Finalmente un dato di riferimento fermo al 2018 che il Movimento cinque stelle al Comune di Matera, partito di maggioranza, stima in una evasione di 1 milione di euro.Sorbole! E la domanda sorge spontanea cosa è stato fatto per sollecitare i presunti evasori,dei quali non è precisata fascia alberghiera e importi, al pagamento del dovuto? Questione che riguarda la precedente Amministrazione comunale, guidata da Raffaello De Ruggieri, e l’attuale guidata da Domenico Bennardi che ha ripreso la questione dopo la fase pandemica. Bene. Ricordiamo che una richiesta di delucidazioni sulla tassa di soggiorno( sulla quale erano intervenute anche alcune associazioni di categoria) erano state avanzate dal consigliere di opposizione Antonio Materdomini ( M5S) che dati alla mano e con la competenza da ‘’amministratore condominiale’’ era entrato nel merito della questione. Lo avevamo fatto anche noi nel corso di conferenze stampe sul tema dei tributi, alla quale aveva partecipato anche la società di gestione di settore Matera Digitale. L’argomento, a causa dell’attendismo dell’Amministrazione comunale, era rimasto nel ‘limbo’’. Nel frattempo c’erano state sollecitazioni della Guardia di Finanza e della Corte dei Conti. Argomento spinoso che abbraccia altre scadenze legate a subconcessioni nei Sassi, rivalutazioni di indici catastali e via elencando. Il M5S pensa agli Open data. Beh attendiamo i fatti, per tutto quando enunciato e che riguarda la gestione del patrimonio comunale.

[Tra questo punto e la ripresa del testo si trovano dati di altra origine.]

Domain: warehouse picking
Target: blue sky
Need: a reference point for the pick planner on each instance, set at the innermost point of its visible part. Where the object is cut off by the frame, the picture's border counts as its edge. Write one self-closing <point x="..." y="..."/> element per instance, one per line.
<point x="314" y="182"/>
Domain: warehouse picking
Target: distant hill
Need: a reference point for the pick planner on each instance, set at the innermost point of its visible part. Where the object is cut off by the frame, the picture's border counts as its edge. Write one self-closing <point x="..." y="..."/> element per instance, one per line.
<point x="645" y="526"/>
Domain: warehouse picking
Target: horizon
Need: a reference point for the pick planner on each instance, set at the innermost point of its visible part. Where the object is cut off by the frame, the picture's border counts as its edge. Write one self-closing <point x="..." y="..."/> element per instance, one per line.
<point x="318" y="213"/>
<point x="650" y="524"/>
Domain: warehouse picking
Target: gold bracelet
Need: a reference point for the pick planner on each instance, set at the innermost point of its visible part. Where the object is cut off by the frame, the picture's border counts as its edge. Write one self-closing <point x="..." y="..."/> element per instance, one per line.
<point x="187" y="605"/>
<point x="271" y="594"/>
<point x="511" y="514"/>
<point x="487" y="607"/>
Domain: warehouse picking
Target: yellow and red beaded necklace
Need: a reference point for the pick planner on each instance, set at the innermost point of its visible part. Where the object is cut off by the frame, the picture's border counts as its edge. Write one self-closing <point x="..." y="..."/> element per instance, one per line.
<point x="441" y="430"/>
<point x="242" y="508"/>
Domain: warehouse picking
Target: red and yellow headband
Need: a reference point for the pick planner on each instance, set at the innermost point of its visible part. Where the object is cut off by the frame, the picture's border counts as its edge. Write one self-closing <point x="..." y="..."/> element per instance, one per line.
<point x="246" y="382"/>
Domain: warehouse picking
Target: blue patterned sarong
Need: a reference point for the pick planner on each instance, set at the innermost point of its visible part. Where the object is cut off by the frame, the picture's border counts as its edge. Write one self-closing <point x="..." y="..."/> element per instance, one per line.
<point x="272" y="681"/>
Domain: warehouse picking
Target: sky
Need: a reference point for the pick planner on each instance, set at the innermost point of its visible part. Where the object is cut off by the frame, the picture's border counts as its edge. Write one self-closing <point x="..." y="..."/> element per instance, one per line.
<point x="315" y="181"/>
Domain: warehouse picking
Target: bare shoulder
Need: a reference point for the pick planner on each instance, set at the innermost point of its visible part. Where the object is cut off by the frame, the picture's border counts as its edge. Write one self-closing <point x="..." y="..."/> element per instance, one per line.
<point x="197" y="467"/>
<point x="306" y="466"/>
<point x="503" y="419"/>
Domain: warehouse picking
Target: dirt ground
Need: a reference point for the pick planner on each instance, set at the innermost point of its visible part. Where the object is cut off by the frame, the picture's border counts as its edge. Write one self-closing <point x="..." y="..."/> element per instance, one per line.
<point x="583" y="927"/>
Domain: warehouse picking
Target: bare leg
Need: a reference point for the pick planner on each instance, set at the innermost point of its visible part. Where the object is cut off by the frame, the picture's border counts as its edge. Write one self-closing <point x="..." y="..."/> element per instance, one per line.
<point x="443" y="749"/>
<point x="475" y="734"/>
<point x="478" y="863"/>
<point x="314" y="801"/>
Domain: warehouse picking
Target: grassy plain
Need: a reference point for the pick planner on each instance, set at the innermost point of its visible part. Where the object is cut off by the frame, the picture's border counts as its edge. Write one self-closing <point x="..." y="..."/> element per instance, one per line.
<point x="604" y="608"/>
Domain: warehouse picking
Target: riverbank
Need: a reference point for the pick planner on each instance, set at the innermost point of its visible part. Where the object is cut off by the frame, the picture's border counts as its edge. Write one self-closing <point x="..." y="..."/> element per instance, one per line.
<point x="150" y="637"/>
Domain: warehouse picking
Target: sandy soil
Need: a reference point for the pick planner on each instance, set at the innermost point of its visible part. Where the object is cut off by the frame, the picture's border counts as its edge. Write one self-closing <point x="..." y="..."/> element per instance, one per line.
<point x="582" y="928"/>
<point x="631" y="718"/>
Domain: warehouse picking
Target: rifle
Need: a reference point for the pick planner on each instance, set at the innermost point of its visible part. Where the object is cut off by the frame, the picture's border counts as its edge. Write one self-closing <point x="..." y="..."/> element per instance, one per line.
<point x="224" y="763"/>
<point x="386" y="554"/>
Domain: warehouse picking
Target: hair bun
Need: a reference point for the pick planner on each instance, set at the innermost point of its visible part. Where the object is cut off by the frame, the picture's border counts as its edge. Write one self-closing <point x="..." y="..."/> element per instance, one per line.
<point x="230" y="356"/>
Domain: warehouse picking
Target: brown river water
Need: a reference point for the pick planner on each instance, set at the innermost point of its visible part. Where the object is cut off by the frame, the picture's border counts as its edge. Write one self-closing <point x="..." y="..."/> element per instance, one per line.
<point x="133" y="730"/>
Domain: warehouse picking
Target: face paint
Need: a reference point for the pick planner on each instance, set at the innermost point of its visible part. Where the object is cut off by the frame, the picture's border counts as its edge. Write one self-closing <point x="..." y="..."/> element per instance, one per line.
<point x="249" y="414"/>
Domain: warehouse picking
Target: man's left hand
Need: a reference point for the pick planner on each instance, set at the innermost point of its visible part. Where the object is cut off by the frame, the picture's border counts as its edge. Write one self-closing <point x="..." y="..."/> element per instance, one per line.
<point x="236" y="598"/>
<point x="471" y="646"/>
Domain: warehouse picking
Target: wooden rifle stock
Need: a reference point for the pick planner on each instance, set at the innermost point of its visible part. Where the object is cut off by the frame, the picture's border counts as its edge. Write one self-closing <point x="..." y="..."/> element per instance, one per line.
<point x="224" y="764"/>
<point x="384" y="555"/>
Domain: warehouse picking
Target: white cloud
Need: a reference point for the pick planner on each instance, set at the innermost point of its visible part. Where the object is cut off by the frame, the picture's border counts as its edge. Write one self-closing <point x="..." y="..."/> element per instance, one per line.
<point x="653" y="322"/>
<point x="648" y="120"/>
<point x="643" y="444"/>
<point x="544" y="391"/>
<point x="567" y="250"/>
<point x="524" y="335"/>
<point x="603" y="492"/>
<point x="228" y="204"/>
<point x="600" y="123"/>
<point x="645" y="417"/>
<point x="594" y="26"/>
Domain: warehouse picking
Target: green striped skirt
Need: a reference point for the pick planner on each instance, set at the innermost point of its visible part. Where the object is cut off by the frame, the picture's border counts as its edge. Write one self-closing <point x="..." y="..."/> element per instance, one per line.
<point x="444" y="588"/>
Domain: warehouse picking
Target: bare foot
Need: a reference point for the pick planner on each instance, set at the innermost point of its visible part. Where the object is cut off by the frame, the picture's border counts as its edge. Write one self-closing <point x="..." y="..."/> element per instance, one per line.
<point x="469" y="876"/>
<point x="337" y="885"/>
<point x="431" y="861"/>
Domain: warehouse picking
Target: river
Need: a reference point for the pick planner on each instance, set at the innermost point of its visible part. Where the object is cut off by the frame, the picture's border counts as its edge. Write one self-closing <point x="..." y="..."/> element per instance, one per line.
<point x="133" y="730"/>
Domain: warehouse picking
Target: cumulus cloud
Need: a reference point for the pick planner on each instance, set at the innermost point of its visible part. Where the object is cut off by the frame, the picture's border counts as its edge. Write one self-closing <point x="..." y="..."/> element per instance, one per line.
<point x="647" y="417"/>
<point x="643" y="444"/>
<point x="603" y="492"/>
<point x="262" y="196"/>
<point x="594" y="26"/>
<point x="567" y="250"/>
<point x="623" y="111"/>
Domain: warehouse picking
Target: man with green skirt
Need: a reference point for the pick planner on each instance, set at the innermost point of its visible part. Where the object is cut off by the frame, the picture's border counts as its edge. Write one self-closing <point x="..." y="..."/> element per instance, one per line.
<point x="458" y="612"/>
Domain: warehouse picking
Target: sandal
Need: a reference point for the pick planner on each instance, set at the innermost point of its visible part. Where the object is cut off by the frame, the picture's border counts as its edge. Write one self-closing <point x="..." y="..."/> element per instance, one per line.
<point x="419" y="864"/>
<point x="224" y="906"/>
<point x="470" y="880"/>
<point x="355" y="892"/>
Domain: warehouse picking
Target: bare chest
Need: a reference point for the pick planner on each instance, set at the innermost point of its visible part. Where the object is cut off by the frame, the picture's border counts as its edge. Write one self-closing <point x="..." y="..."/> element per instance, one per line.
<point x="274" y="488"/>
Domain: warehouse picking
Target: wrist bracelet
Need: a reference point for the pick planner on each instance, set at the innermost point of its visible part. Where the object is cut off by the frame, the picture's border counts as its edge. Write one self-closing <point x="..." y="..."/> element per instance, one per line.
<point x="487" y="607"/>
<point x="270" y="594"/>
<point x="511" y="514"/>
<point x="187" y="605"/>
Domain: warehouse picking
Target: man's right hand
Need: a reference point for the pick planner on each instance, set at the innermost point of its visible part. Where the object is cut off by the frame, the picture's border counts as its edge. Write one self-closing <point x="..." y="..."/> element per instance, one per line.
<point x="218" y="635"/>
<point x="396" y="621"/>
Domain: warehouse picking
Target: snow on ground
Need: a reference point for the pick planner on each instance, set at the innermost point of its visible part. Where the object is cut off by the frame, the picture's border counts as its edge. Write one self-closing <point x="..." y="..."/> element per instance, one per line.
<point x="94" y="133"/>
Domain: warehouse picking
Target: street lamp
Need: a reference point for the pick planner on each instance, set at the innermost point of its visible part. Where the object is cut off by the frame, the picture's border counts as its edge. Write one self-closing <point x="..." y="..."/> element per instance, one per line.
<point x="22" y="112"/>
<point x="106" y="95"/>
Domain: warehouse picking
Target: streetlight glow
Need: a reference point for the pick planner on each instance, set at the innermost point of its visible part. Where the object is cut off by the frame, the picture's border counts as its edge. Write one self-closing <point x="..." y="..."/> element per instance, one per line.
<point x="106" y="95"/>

Se finora si è lasciato passare, un motivo c’è…

TASSA SOGGIORNO ED EVENTI: L’IMPEGNO DELL’AMMINISTRAZIONE BENNARDI

Terminata l’emergenza Covid l’amministrazione ha subito dato seguito ad un altro impegno preso in campagna elettorale: verifica del versamento della tassa di soggiorno.

Dopo che il movimento 5 stelle aveva sollevato questa anomalìa nel 2019 depositando un’interrogazione per verificare quali fossero gli introiti, nella risposta dettagliata fornita dagli uffici emerse un dato preoccupante:” Nel 2018 soltanto 663 strutture ricettive hanno dichiarato di aver ricevuto ospiti almeno una notte, a fronte delle oltre 900 risultanti dagli OpenData del Comune di Matera”.

Praticamente quasi un terzo delle strutture ricettive non ha versato un solo centesimo nelle casse comunali.

Per questo motivo siamo soddisfatti che l’amministrazione Bennardi abbia dato continuità all’impegno del Movimento 5 stelle negli scorsi anni; ricordiamo che gli introiti della tassa di soggiorno costituiscono una cospicua voce di bilancio a sostegno del turismo, della manutenzione urbana, della promozione del territorio attraverso gli eventi il cui bando è in fase di pubblicazione e consentirà di avere a breve una programmazione fino a gennaio 2024.

Per dare un ordine di grandezza ai cittadini ci teniamo a precisare che nel 2018, gli introiti della tassa di soggiorno certificati dagli uffici del Comune sono stati pari a 1.103.700,40 € con circa un terzo delle strutture che non hanno versato nulla; per le casse dell’Ente, secondo le nostre stime, si tratterebbe di un mancato incasso di circa un milione di euro, soldi che dovrebbero essere impiegati per migliorare i servizi ai turisti e cittadini e che invece verrebbero sottratti alle casse del Comune in modo fraudolento.

Un ringraziamento doveroso va all’assessore al Bilancio, Arcangelo Colella, e al settore finanziario del Comune di Matera che puntualmente risponde a tutte le istanze della maggioranza in pieno spirito di collaborazione.